2.5
October 29, 2010

Halloween through a European’s Eyes

This is the conversation about Halloween I would’ve had with my mother (living in Lisbon, Portugal) several years ago:

“Hi, mom! Guess what day it is over here?”

“I don’t know.”

“It’s Halloween!”

“What’s Halloween?”

“Well… it’s this day where people sort of celebrate death and ghoulishness.”

“That sounds awful! Why do they do that?”

“That’s a good question, mom. It’s a little like asking why celebrate Christmas when you’re only nominally Christian. You just do, that’s all.”

“Do people exchange gifts?”

“Well, no, not a real exchange. The big thing is to cut into vegetables and leave them out on the porch or front steps.”

“Say what?”

“Pumpkins. Somewhere along the years Halloween coincided with harvest and there were more pumpkins than people knew what to do with, so they just decided that hollowing them out and carving a ghoulish face and sticking a lit candle in it at night sounded like a lot of fun.”

“That’s just plain weird. Do you do that?”

“Uh, no, mom. I don’t have a porch, I live in an apartment building. And you taught me not to play with my food.”

“Well, do they cook the pumpkins and eat them after this Halloween thing?”

“No, I’m afraid they don’t, mom. They just toss them out.”

“For the life of me! That’s just so wasteful!”

“Yeah, well, they do that, and they also adorn their yards with cobwebs and stuff.”

“Cobwebs! God help me, if I saw one, I’d want to start dusting right away!”

“And they also put up ghosts and monsters on their front steps and their doors.”

“Monsters?”

“Yes, the kids think it’s fun.”

“Don’t the kids get scared?”

“Well, maybe the really young ones get scared by the grave markers that people also put in their front yards. Or the stuff that looks like half-buried corpses.”

“God almighty! That just sounds macabre!”

“Yes, well, it’s a celebration of the macabre, but in a fun kind of way. With witches and monsters and costume parties in which people come dressed in… well, not always in stuff related to the macabre.”

“And why do people go to the trouble of putting up all this stuff in their yard?”

“Uh, so kids come through and ask for candy.”

“What? You have to decorate and give away candy?”

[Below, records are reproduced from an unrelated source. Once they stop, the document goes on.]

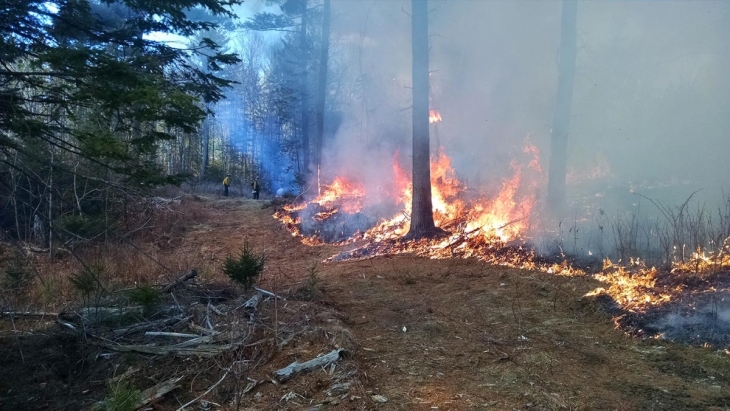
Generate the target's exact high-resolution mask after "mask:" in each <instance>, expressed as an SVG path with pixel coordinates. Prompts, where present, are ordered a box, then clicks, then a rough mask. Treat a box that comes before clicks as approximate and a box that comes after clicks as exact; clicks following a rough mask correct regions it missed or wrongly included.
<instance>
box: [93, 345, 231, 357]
mask: <svg viewBox="0 0 730 411" xmlns="http://www.w3.org/2000/svg"><path fill="white" fill-rule="evenodd" d="M183 344H184V343H183ZM99 345H100V346H102V347H104V348H108V349H110V350H114V351H119V352H138V353H142V354H154V355H179V356H183V357H184V356H193V355H194V356H198V357H204V358H210V357H215V356H217V355H220V354H222V353H224V352H227V351H230V350H233V349H235V348H238V347H240V346H241V345H242V343H235V344H223V345H210V344H200V345H198V346H196V347H186V346H184V345H182V344H181V345H165V346H152V345H134V344H130V345H122V344H107V343H99Z"/></svg>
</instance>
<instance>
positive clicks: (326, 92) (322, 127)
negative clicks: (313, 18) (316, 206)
mask: <svg viewBox="0 0 730 411" xmlns="http://www.w3.org/2000/svg"><path fill="white" fill-rule="evenodd" d="M331 9H332V7H331V4H330V0H324V17H323V20H322V46H321V49H320V54H319V78H318V81H317V110H316V112H317V113H316V118H315V122H316V130H317V131H316V136H315V139H316V141H315V154H314V156H315V165H316V169H317V171H319V170H320V168H321V166H322V139H323V138H324V103H325V99H326V98H327V60H328V58H329V49H330V14H331Z"/></svg>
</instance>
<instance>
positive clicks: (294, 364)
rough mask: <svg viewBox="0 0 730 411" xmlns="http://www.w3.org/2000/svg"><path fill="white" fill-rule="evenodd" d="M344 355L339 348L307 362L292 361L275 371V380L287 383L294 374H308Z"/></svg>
mask: <svg viewBox="0 0 730 411" xmlns="http://www.w3.org/2000/svg"><path fill="white" fill-rule="evenodd" d="M344 354H345V350H344V349H342V348H339V349H336V350H334V351H332V352H330V353H328V354H325V355H323V356H321V357H317V358H314V359H312V360H309V361H307V362H303V363H299V362H298V361H294V362H293V363H291V364H289V365H288V366H286V367H284V368H282V369H280V370H277V371H276V373H275V374H276V378H277V379H278V380H279V381H280V382H284V381H287V380H288V379H290V378H291V377H293V376H294V375H296V374H299V373H302V372H309V371H312V370H315V369H317V368H320V367H324V366H326V365H329V364H332V363H333V362H335V361H337V360H339V359H340V358H342V356H343V355H344Z"/></svg>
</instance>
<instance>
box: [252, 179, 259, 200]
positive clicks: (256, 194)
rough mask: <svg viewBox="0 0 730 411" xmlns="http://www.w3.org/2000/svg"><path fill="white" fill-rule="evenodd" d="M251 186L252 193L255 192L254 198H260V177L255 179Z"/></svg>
mask: <svg viewBox="0 0 730 411" xmlns="http://www.w3.org/2000/svg"><path fill="white" fill-rule="evenodd" d="M251 188H252V189H253V191H252V192H251V194H253V199H254V200H258V199H259V191H260V190H261V186H260V185H259V179H258V178H257V179H255V180H254V181H253V183H251Z"/></svg>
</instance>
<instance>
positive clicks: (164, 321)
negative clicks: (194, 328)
mask: <svg viewBox="0 0 730 411" xmlns="http://www.w3.org/2000/svg"><path fill="white" fill-rule="evenodd" d="M190 318H192V317H186V318H183V317H182V316H179V315H178V316H175V317H170V318H164V319H162V320H157V321H150V322H146V323H141V324H135V325H132V326H129V327H125V328H117V329H115V330H112V331H111V332H109V338H110V339H114V338H119V337H123V336H125V335H130V334H134V333H138V332H142V331H148V330H152V329H156V328H160V327H162V326H165V325H170V324H175V323H179V322H184V321H187V320H189V319H190Z"/></svg>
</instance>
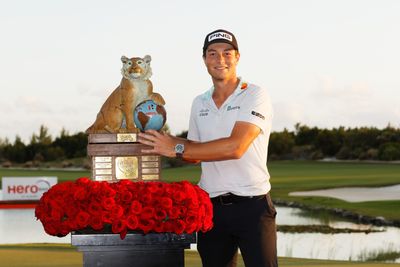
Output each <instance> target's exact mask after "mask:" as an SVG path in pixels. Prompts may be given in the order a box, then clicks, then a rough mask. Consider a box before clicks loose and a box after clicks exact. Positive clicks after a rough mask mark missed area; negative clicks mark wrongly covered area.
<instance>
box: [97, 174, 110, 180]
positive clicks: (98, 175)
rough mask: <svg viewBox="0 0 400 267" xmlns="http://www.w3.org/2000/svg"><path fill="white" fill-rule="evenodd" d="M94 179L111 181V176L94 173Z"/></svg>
mask: <svg viewBox="0 0 400 267" xmlns="http://www.w3.org/2000/svg"><path fill="white" fill-rule="evenodd" d="M94 180H95V181H111V180H112V177H111V176H106V175H96V176H95V177H94Z"/></svg>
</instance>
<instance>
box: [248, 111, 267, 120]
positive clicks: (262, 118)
mask: <svg viewBox="0 0 400 267" xmlns="http://www.w3.org/2000/svg"><path fill="white" fill-rule="evenodd" d="M251 115H254V116H257V117H259V118H260V119H263V120H265V117H264V116H263V115H262V114H260V113H258V112H256V111H254V110H253V111H252V112H251Z"/></svg>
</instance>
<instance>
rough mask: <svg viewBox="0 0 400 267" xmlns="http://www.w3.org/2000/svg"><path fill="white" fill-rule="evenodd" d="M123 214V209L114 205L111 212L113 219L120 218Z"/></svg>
mask: <svg viewBox="0 0 400 267" xmlns="http://www.w3.org/2000/svg"><path fill="white" fill-rule="evenodd" d="M123 214H124V209H123V208H122V207H121V206H117V205H115V206H114V207H113V209H112V210H111V216H112V217H113V218H120V217H121V216H122V215H123Z"/></svg>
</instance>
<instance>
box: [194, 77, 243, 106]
mask: <svg viewBox="0 0 400 267" xmlns="http://www.w3.org/2000/svg"><path fill="white" fill-rule="evenodd" d="M238 79H239V84H238V86H237V87H236V89H235V91H233V95H238V94H240V93H242V92H243V91H244V90H245V89H247V87H248V83H247V82H245V81H244V80H243V79H242V77H238ZM214 89H215V88H214V86H212V87H211V88H210V89H208V90H207V91H206V92H205V93H204V94H203V95H202V98H203V99H204V100H210V99H211V98H212V94H213V93H214Z"/></svg>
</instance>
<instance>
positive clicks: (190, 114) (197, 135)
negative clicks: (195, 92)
mask: <svg viewBox="0 0 400 267" xmlns="http://www.w3.org/2000/svg"><path fill="white" fill-rule="evenodd" d="M196 100H197V99H194V100H193V103H192V108H191V111H190V119H189V130H188V136H187V139H188V140H191V141H195V142H198V141H200V136H199V129H198V127H197V122H196V114H197V113H196V106H197V105H196Z"/></svg>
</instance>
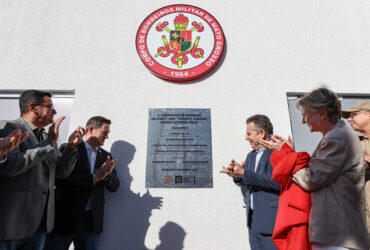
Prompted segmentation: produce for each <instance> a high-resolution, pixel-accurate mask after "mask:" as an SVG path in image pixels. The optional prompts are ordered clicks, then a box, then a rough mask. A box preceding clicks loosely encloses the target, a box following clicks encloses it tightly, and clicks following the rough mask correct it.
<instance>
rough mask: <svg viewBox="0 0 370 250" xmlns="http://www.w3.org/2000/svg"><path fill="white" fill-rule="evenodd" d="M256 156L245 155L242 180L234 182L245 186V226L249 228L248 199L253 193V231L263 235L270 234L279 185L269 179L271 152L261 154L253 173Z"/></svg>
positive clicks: (272, 230)
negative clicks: (245, 160)
mask: <svg viewBox="0 0 370 250" xmlns="http://www.w3.org/2000/svg"><path fill="white" fill-rule="evenodd" d="M256 155H257V152H256V151H255V150H253V151H252V152H250V153H249V154H248V155H247V159H246V161H245V165H244V176H243V178H242V179H239V180H238V179H236V180H235V181H236V182H238V181H240V182H241V183H242V184H243V185H246V195H245V205H246V212H247V225H248V226H250V221H249V219H250V212H251V207H250V202H251V200H250V199H251V193H252V192H253V219H254V220H256V223H255V224H253V225H256V228H255V230H257V231H258V232H260V233H264V234H272V233H273V232H274V227H275V219H276V214H277V209H278V205H279V193H280V184H278V183H277V182H275V181H273V180H272V179H271V176H272V166H271V163H270V156H271V151H264V152H263V154H262V156H261V158H260V161H259V162H258V166H257V170H256V172H255V171H254V168H255V163H256Z"/></svg>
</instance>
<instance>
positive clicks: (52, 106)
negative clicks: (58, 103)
mask: <svg viewBox="0 0 370 250" xmlns="http://www.w3.org/2000/svg"><path fill="white" fill-rule="evenodd" d="M38 106H41V107H44V108H48V109H55V107H54V104H48V105H43V104H40V105H38Z"/></svg>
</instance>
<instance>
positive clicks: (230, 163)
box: [220, 160, 245, 177]
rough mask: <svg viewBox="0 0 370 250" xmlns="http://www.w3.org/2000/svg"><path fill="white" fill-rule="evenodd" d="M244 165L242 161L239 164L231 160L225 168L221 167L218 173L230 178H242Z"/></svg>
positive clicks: (236, 162)
mask: <svg viewBox="0 0 370 250" xmlns="http://www.w3.org/2000/svg"><path fill="white" fill-rule="evenodd" d="M244 164H245V162H244V161H243V162H242V163H241V164H239V163H237V162H236V161H234V160H231V162H230V163H229V166H228V167H226V168H225V166H222V169H221V170H220V173H223V174H227V175H229V176H231V177H243V175H244Z"/></svg>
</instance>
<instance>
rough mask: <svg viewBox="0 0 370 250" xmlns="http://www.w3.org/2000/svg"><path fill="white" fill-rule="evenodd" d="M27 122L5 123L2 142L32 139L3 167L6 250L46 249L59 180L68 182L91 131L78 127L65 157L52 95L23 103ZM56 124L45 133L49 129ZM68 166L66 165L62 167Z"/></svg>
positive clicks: (3, 193) (2, 175)
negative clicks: (9, 138)
mask: <svg viewBox="0 0 370 250" xmlns="http://www.w3.org/2000/svg"><path fill="white" fill-rule="evenodd" d="M19 107H20V111H21V117H19V118H18V119H16V120H14V121H0V137H4V136H6V135H8V134H9V133H10V132H12V131H14V130H16V129H20V130H21V131H22V132H23V133H26V132H28V133H29V137H28V138H27V139H26V140H25V141H24V142H22V143H21V144H20V145H19V147H17V148H15V149H14V150H13V151H11V152H9V153H8V154H7V159H6V161H5V162H3V163H1V164H0V201H1V202H0V221H1V223H0V249H1V250H2V249H22V250H23V249H30V250H31V249H32V250H38V249H42V247H43V245H44V241H45V235H46V232H49V231H51V229H52V228H53V223H54V181H55V177H56V176H57V177H58V178H66V177H68V175H69V174H70V173H71V172H72V170H73V167H74V164H75V162H76V156H77V154H76V146H77V144H78V142H79V141H80V139H81V138H82V136H83V135H84V133H85V131H84V130H83V129H81V128H80V127H78V128H77V129H76V130H75V131H74V132H73V133H72V134H71V136H70V137H69V138H68V146H67V149H66V150H65V151H64V152H63V154H62V153H61V152H60V151H59V150H58V147H57V145H56V144H57V143H56V142H57V140H58V136H59V126H60V124H61V122H62V121H63V119H64V118H65V117H64V116H62V117H61V118H59V119H58V120H56V121H55V122H53V121H54V115H55V114H56V111H55V109H54V106H53V102H52V99H51V94H50V93H48V92H43V91H38V90H27V91H25V92H23V93H22V95H21V96H20V98H19ZM51 123H53V124H52V125H51V126H50V128H49V131H48V134H46V133H44V127H45V126H47V125H49V124H51ZM61 163H63V164H61Z"/></svg>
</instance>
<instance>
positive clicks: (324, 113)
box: [319, 108, 328, 120]
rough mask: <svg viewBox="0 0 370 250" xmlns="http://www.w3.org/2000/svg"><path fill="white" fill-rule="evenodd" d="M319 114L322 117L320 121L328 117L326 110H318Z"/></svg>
mask: <svg viewBox="0 0 370 250" xmlns="http://www.w3.org/2000/svg"><path fill="white" fill-rule="evenodd" d="M319 113H320V116H321V117H322V120H324V118H327V117H328V110H327V109H324V108H322V109H320V110H319Z"/></svg>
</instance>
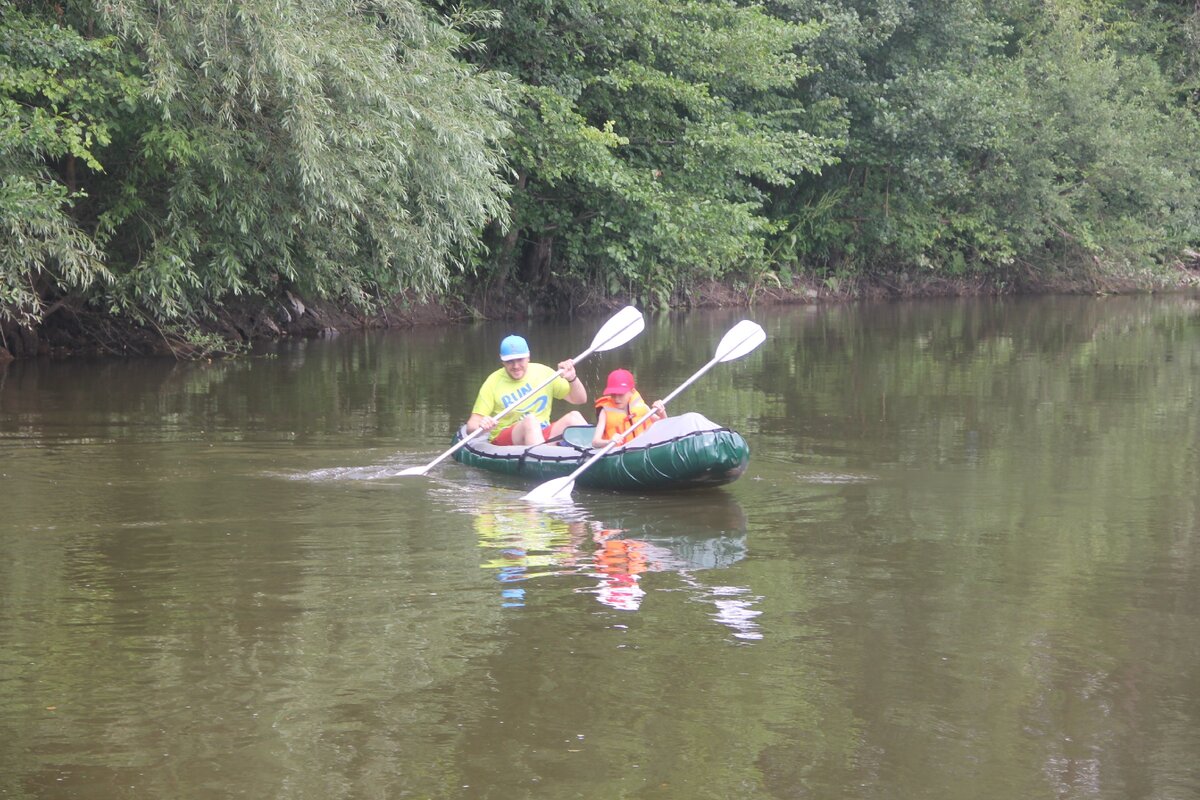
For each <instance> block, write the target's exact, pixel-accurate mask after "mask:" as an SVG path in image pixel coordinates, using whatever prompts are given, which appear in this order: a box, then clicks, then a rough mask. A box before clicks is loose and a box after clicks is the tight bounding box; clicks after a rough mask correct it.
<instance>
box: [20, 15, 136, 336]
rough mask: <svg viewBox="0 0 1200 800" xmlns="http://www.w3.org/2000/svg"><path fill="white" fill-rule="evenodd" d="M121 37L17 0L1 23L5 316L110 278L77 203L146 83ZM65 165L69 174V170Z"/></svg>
mask: <svg viewBox="0 0 1200 800" xmlns="http://www.w3.org/2000/svg"><path fill="white" fill-rule="evenodd" d="M130 66H131V65H130V64H128V61H127V59H125V58H124V56H122V54H121V53H120V52H119V49H118V48H116V43H115V41H114V40H112V38H92V40H89V38H84V37H83V36H80V35H79V34H77V32H74V31H72V30H68V29H65V28H62V26H60V25H59V24H56V22H55V20H54V19H53V18H49V17H46V16H42V14H40V13H34V12H26V11H24V10H23V8H19V7H14V8H10V10H7V11H6V12H5V14H4V18H2V24H0V320H2V319H8V320H13V321H17V323H19V324H23V325H26V326H30V325H32V324H35V323H36V321H37V320H40V319H41V315H42V313H43V311H44V301H43V294H44V293H46V290H47V287H54V288H56V289H58V290H72V291H80V290H85V289H88V288H90V287H94V285H96V284H97V283H102V282H103V281H106V279H108V278H109V273H108V271H107V270H106V269H104V265H103V260H102V254H101V252H100V249H98V248H97V247H96V245H95V242H94V241H92V240H91V237H90V236H89V235H88V234H86V231H85V230H83V229H80V227H79V224H78V223H77V221H76V218H74V217H73V216H72V215H71V209H72V207H73V206H74V205H76V204H77V203H79V201H80V200H82V199H83V198H84V197H85V194H84V192H82V191H80V190H79V188H77V185H76V181H74V174H76V170H79V172H83V170H95V172H98V170H101V164H100V162H98V160H97V155H96V154H97V152H98V150H101V149H102V148H104V146H106V145H108V144H109V142H110V139H112V136H110V130H112V126H113V125H114V124H115V121H116V118H118V116H119V114H120V113H121V112H122V110H126V109H128V107H130V106H131V103H132V102H133V101H134V98H136V96H137V92H138V91H139V89H140V83H139V82H138V79H137V77H134V76H132V74H130V72H128V68H130ZM64 175H65V180H64V178H62V176H64Z"/></svg>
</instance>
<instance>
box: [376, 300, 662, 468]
mask: <svg viewBox="0 0 1200 800" xmlns="http://www.w3.org/2000/svg"><path fill="white" fill-rule="evenodd" d="M644 327H646V319H644V318H643V317H642V312H640V311H637V309H636V308H634V307H632V306H625V307H624V308H622V309H620V311H618V312H617V313H616V314H613V315H612V317H611V318H610V319H608V321H607V323H605V324H604V326H602V327H601V329H600V330H599V331H596V335H595V337H594V338H593V339H592V347H589V348H588V349H587V350H584V351H583V353H581V354H578V355H577V356H575V363H578V362H580V361H583V359H586V357H588V356H589V355H590V354H593V353H595V351H598V350H599V351H601V353H604V351H605V350H612V349H613V348H618V347H620V345H622V344H624V343H625V342H629V341H630V339H632V338H634V337H635V336H637V335H638V333H641V332H642V329H644ZM562 373H563V371H562V369H558V371H556V372H554V374H553V375H551V377H550V378H548V379H546V380H545V381H544V383H542V384H541V385H540V386H538V387H536V389H534V390H533V391H532V392H529V393H528V395H526V397H529V396H533V395H536V393H538V392H540V391H541V390H542V389H545V387H546V386H548V385H550V384H551V381H553V380H554V379H556V378H558V377H559V375H560V374H562ZM517 405H521V403H514V404H512V405H509V407H508V408H505V409H504V410H503V411H500V413H499V414H497V415H496V417H494V419H496V420H499V419H502V417H503V416H505V415H506V414H508V413H509V411H511V410H512V409H515V408H516V407H517ZM482 432H484V429H482V428H475V429H474V431H473V432H472V433H469V434H468V435H466V437H463V438H462V439H460V440H458V441H457V443H455V445H454V446H452V447H450V450H448V451H445V452H444V453H442V455H440V456H438V457H437V458H434V459H433V461H431V462H430V463H428V464H426V465H425V467H409V468H408V469H402V470H400V473H398V474H400V475H425V474H426V473H427V471H430V469H432V468H433V467H434V465H437V464H438V463H439V462H440V461H443V459H444V458H446V457H448V456H450V455H452V453H454V452H455V451H456V450H458V449H460V447H463V446H466V445H467V443H468V441H470V440H472V439H474V438H475V437H478V435H479V434H480V433H482Z"/></svg>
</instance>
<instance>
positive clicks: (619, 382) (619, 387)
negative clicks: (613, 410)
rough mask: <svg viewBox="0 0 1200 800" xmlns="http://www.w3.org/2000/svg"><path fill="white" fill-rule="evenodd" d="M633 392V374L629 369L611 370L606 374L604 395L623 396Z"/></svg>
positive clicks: (633, 385) (633, 387) (633, 379)
mask: <svg viewBox="0 0 1200 800" xmlns="http://www.w3.org/2000/svg"><path fill="white" fill-rule="evenodd" d="M631 391H634V373H631V372H630V371H629V369H613V371H612V372H610V373H608V383H607V384H605V387H604V393H605V395H624V393H625V392H631Z"/></svg>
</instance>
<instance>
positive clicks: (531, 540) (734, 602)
mask: <svg viewBox="0 0 1200 800" xmlns="http://www.w3.org/2000/svg"><path fill="white" fill-rule="evenodd" d="M474 516H475V527H476V531H478V534H479V546H480V549H481V552H482V555H484V558H482V560H481V566H482V567H484V569H485V570H490V571H493V572H494V575H496V581H497V582H498V583H499V584H500V603H502V606H504V607H505V608H520V607H523V606H524V604H526V601H527V600H528V595H527V593H528V591H529V589H530V584H529V582H530V581H533V579H534V578H548V577H553V576H559V577H562V576H571V577H576V578H577V577H584V576H586V577H587V578H589V579H590V581H593V582H594V583H590V584H589V585H586V587H580V588H577V589H576V591H578V593H586V594H592V595H593V596H595V599H596V601H598V602H599V603H601V604H604V606H606V607H607V608H611V609H613V610H619V612H636V610H640V609H641V608H642V604H643V602H644V601H646V599H647V593H646V588H644V587H643V585H642V582H643V578H644V577H646V576H647V575H648V573H652V572H673V573H677V575H678V576H679V578H680V581H682V582H683V583H684V584H685V585H686V587H689V588H690V589H691V590H692V597H694V599H695V600H697V601H703V602H706V603H712V606H713V607H714V608H715V610H714V612H712V613H710V614H709V616H710V618H712V619H714V620H715V621H716V622H719V624H720V625H724V626H725V627H727V628H730V630H731V631H732V632H733V634H734V636H736V637H737V638H739V639H750V640H752V639H761V638H762V631H761V627H760V625H758V622H757V619H756V618H757V616H758V615H760V614H761V613H762V612H760V610H758V609H757V608H756V606H757V604H758V603H760V602H761V601H762V597H760V596H757V595H755V594H754V593H751V591H750V589H749V588H746V587H736V585H721V584H713V583H708V582H706V581H704V579H703V578H702V577H701V575H703V577H708V575H709V572H708V571H712V570H720V569H722V567H727V566H730V565H732V564H734V563H737V561H740V560H742V559H743V558H745V553H746V545H745V530H744V529H740V530H734V531H718V533H714V534H708V535H700V534H691V535H662V534H660V533H659V530H658V529H656V528H654V527H649V525H642V527H640V528H631V527H614V525H605V524H601V523H600V522H598V521H594V519H564V518H559V517H556V516H552V515H550V513H546V512H545V511H544V510H539V509H533V507H522V506H520V505H512V504H503V505H497V506H493V507H488V509H486V510H484V511H481V512H479V513H476V515H474Z"/></svg>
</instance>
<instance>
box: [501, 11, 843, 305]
mask: <svg viewBox="0 0 1200 800" xmlns="http://www.w3.org/2000/svg"><path fill="white" fill-rule="evenodd" d="M485 5H486V4H485ZM496 5H497V6H499V5H500V4H496ZM502 7H503V23H502V26H500V28H499V29H498V30H496V31H491V32H488V35H487V37H486V41H485V42H484V50H482V54H481V56H480V58H481V62H482V64H486V65H487V66H490V67H494V68H499V70H503V71H504V72H506V73H510V74H512V76H514V77H515V78H517V79H518V80H520V82H521V84H522V86H523V90H524V94H523V98H522V102H521V104H520V107H518V108H517V112H516V115H515V120H516V121H515V125H514V128H515V134H514V138H512V140H511V143H510V144H509V148H510V157H511V163H512V168H514V172H515V175H516V181H515V192H514V198H512V209H514V210H512V215H514V216H512V219H514V223H512V227H511V229H510V231H509V234H508V236H505V237H503V239H500V240H498V241H497V247H496V248H494V249H493V253H494V255H496V259H494V261H493V267H494V272H493V278H494V282H496V283H497V284H503V285H505V287H506V288H511V287H512V285H517V287H520V289H521V290H526V291H530V293H532V294H534V295H540V296H542V297H546V299H550V297H554V299H560V297H562V296H563V295H575V296H587V295H588V293H598V294H614V293H617V294H626V295H632V296H634V297H640V299H641V300H642V301H643V302H647V303H654V305H666V303H667V302H668V301H670V300H671V297H672V294H674V293H676V291H677V290H678V289H680V288H682V287H685V285H688V284H689V283H691V282H695V281H697V279H702V278H710V277H721V276H725V275H726V273H728V272H730V271H731V270H734V269H754V267H755V265H760V264H762V263H763V247H762V245H763V241H764V239H766V235H767V233H768V230H769V228H770V222H769V221H768V219H767V218H766V217H764V216H763V215H762V207H761V206H762V199H763V197H764V196H763V187H766V186H773V185H775V186H781V185H788V184H791V182H792V181H793V180H794V179H796V176H797V175H800V174H804V173H806V172H812V170H816V169H820V167H821V166H823V164H827V163H829V162H830V161H832V155H830V154H832V149H833V139H832V138H830V137H827V136H820V134H816V133H814V132H812V131H811V130H810V121H809V120H808V115H809V109H805V108H803V107H800V104H799V103H797V102H794V101H793V100H790V92H791V91H792V90H793V89H794V85H796V82H797V79H798V78H800V77H802V76H804V74H806V73H808V71H809V66H808V65H806V64H805V62H804V61H803V60H802V59H800V58H798V55H797V48H798V47H799V46H800V44H802V43H803V42H805V41H808V40H810V38H811V37H812V36H814V35H815V29H814V28H811V26H809V25H805V24H799V23H796V24H793V23H786V22H782V20H779V19H775V18H772V17H769V16H767V14H764V13H763V12H762V10H761V8H758V7H757V6H749V5H743V4H738V2H731V1H728V0H688V1H685V2H678V1H673V0H672V1H665V0H550V1H545V0H516V1H515V2H505V4H503V6H502Z"/></svg>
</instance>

“Hm. You’ve got a point, mother. Well, remember those movies we’ve walked out of thinking ‘They should’ve paid us to see that’? They basically pay the kids to come see their displays.”

“So kids just come through and knock and are given candy?”

“That’s it. Lots and lots of candy. They go from neighbor to neighbor, amassing enough candy to last them… well, actually, I don’t know how long it lasts them. But I’m sure they’re bouncing off the walls for the next few days with all that sugar.”

“Isn’t anybody concerned someone might give drugs to the kids?”

“Well, sugar is a drug by its very definition, remember, mom?”

“Oh, don’t get started on your health stuff again. Which reminds me, did you go see the eye doctor?”

“I certainly did, mom. But even if I hadn’t, some of the pumpkins out here are large enough that legally blind kids could not miss them.”

“I see. So are you going to put up ghoulish things like your American friends?”

“No, mom. I’d have to have a yard, which means I’d also have to mow the lawn all year, and I can think of more enjoyable things to do with my time. Though I suppose, if I did live in a house and left the yard unattended, that’d be an easy way to have a scary place not just at Halloween but all year long…”

Yes, that’d be the kind of conversation I’d have with my mother a few years ago. Now, the conversation would go like this:

“Hi, mom! Guess what day it is over here!”

“Well, if it’s the same as over here, it’s the Day of the Witches.”

And, from now on, when I hear of American companies expanding into new markets, it’s this conversation I’m going to be thinking of.